ABSTRACT
In this chapter we illustrate the optimization technique, using data based on the first Swiss National Forest Inventory (SNFI1;1983-1985) and on the second Swiss National Forest Inventory (SNFI2;1993-1995). SNFI1 involved a one-phase two-stage simple sampling scheme comprising plots with two concentric circles: 200m2 and 500m2. DBH thresholds were set at 12cm and 36cm. In all, n2 = 10′974 plots were available from a 1km × 1km grid with m1 ≈ 11.7. Its second-stage procedure samples with essentially equal probability pi ≈ 0.33 for DBHi < 60cm and pi = 1 for DBHi ≥ 60cm. This resulted in m2 ≈ 4. SNFI2 consisted of a two-phase two-stage sampling scheme with the same concentric plots, but with only half the original plots from the sub-grid√ 2km × √2km. Its first phase relied on aerial photographs and was based
on a 0.5km × 0.5km grid, resulting in n1 = 51′296, n2 = 6′412, m1 ≈ 12. The second-stage procedure was changed to implement PPE with m2 ≈ 2. Switzerland (CH) is divided into D = 5 domains: Jura (JU), Swiss Plateau (SP), Pre-Alps (PA), Alps (AL) and Southern Alps (SA).

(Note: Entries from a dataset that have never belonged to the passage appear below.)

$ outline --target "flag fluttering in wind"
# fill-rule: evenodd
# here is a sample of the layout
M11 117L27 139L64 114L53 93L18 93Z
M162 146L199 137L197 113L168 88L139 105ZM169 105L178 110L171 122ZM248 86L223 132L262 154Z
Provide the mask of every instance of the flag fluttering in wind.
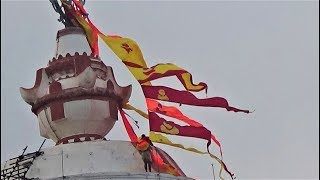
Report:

Here, those regions will be identified by the index g. The working strata were based on semiautomatic interpretation of aerial photographs to determine the average tree height (with 25 points per plot). This led to four working strata within each domain: 0m− 10m, 10m− 20m, 20m− 30m and > 30m. The corresponding R2’s fell into the range 0.12−0.24, which is not as good as the usual stand-map stratification with R2 ≈ 0.4. However, it required only the aerial photographs available from the Swiss Topographic Survey. The post-stratification procedure analyzed the four working strata individually within each domain, which explains why the R2 = 0.27 for (CH) is higher than the R2’s in each domain. Cost parameters, as well as the pg, Y g were based on the first inventory, while the estimation of lack of fit and pure error had to be based on the second. Some of the results presented below relied on a more general optimization procedure with terrestrial sampling density varying in the D = 5 regions in such a way as to minimize the resulting anticipated variance for Switzerland as a whole. There, the general ideas remained the same but, of course, the formulae were more complicated (Mandallaz, 2001, 2002). However, one can still intuitively understand the results without having to study the technical details involved in those calculations. The results from D = 1 (Switzerland as a single region) were obtained via the technique given in Section 9.6.